Il Commissario europeo francese Moscovici definisce l’Italia come un paese xenofobo

di Matteo Ghilardi.

Sembra ormai andare di moda criticare il governo Italiano ed ecco l’ennesima dichiarazione del Commissario europeo Moscovici, che  ha definito l’Italia, “un paese xenofobo”. La normale e civile dialettica tra istituzioni europee e governi, nel caso specialmente italiano, sembra essere saltata. E’ bastato uno spiraglio  di dignità nazionale del nuovo governo italiano che rivendica la libertà di definire la propria manovra economica, per far dimenticare i toni solitamente accesi  dei burocrati europei. Un cumulo di insulti gratuiti si è rovesciato sull’Italia, non appena sono cominciati a circolare le prime cifre economiche della gestione del governo. Nel caso del Commissario Moscovici non si capisce bene se parli a nome dell’Unione Europea o parli per volere del president francese Emanuel Macron. Ecco le forti dichiarazioni di Moscovici: “gli italiani hanno scelto un governo euroscettico e xenofobo” e continua dicendo, “siamo semplicemente i guardiani dei trattati, bisogna capirlo, dobbiamo essere rispettati come tali, né più né meno. Per il resto, senza essere medico, ho sempre saputo che è la febbre ad avere effetti, non certo il termometro. In Europa abbiamo delle regole abbastanza precise che non sono stupide”. Il Commissario non ha ritenuto di specificare per chi svolga il ruolo di “guardiano”,  se per i popoli europei o solo per alcuni paesi specifici, vedi Germania e Francia, che si sono autoproclamati il “direttorio europeo”, fatto sta che continua questa battaglia serrata tra le istituzioni europee e il governo italiana perché sembra non essere ben visto da alcune figure di rilievo come nel caso di Moscovici.

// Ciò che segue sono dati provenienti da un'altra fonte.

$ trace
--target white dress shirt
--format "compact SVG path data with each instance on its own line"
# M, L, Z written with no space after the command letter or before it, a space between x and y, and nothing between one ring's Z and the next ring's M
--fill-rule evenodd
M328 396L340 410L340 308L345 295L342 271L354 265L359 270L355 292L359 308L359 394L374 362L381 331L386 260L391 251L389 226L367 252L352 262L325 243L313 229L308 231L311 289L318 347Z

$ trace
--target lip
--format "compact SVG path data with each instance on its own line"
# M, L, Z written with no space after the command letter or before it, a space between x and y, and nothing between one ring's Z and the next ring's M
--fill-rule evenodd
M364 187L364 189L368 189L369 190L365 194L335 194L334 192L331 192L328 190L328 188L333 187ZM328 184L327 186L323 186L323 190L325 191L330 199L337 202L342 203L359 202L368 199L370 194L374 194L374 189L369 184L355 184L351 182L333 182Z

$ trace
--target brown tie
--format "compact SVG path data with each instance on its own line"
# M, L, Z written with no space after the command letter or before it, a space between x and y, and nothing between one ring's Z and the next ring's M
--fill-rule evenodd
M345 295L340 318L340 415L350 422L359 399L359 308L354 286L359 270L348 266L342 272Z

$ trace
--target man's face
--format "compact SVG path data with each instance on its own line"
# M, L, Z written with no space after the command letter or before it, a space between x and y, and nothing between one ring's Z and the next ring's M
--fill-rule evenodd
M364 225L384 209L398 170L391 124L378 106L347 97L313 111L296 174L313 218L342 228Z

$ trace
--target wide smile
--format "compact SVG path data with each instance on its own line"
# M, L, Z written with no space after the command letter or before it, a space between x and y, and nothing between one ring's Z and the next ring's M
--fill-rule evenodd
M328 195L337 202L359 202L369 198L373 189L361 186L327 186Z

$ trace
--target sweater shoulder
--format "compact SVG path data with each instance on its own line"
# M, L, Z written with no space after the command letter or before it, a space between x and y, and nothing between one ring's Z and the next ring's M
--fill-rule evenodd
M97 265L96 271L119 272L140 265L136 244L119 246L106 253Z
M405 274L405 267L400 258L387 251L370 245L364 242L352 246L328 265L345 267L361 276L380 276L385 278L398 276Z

Nonostante le critiche fatte del commissario europeo sembra che l’Italia voglia andare avanti per la propria strada, senza tenere conto del parere delle istituzioni europee che hanno come principale nemico il governo italiano, questo anche per posizioni euroscettiche dei principali ministri del governo che non hanno la minima intenzione di cedere alle pressioni dei burocrati europei.